US Democratic Representative from New York Jerry Nadler reads from all 448 pages of special counsel Robert Mueller’s report on Russian interference in the 2016 presidential election at the US Capitol on May 16, 2019 in Washington, DC.
Nicholas Kamm | AFP | Getty Images
House Judiciary Chairman Jerrold Nadler, D-N.Y., on Tuesday threatened to go to court to get former White House Don McGahn to testify before his committee.
“Let me be clear: this Committee will hear Mr. McGahn’s testimony, even if we have to go to court to secure it,” Nadler said.

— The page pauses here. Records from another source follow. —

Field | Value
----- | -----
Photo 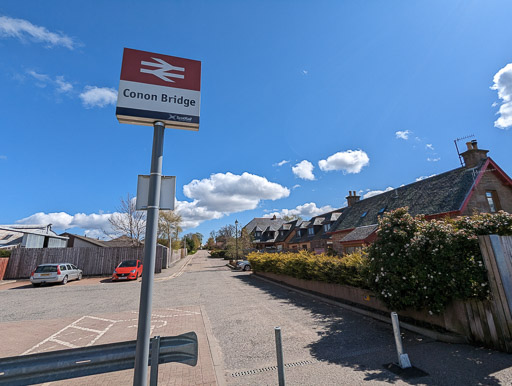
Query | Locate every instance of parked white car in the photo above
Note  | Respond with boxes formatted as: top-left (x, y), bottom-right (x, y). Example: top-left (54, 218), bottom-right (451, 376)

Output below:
top-left (30, 263), bottom-right (82, 287)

Nadler’s remarks came during an empty-chair hearing where McGahn was subpoenaed by the committee to testify about special counsel Robert Mueller’s Russia report. On Monday, Trump had directed McGahn not to comply with that subpoena, according to letters from administration officials who argued that McGahn was “immune” from being compelled to provide testimony.
“Our subpoenas are not optional,” Nadler said in the brief hearing, which adjourned after remarks from him and ranking Republican Doug Collins, R-Ga.
Nadler said in a CNN interview Monday evening that he planned to have his committee hold McGahn in contempt for defying the subpoena.
“The first thing we are going to do we’re going to have to hold McGahn in contempt” in his committee, Nadler told CNN. He said the full House would then move to enforce the contempt citation before launching court proceedings.
The House Judiciary Committee had voted to hold another Trump administration official in contempt less than two weeks earlier. Attorney General William Barr, who defied a subpoena to hand over an unredacted version of the Mueller report and its underlying evidence.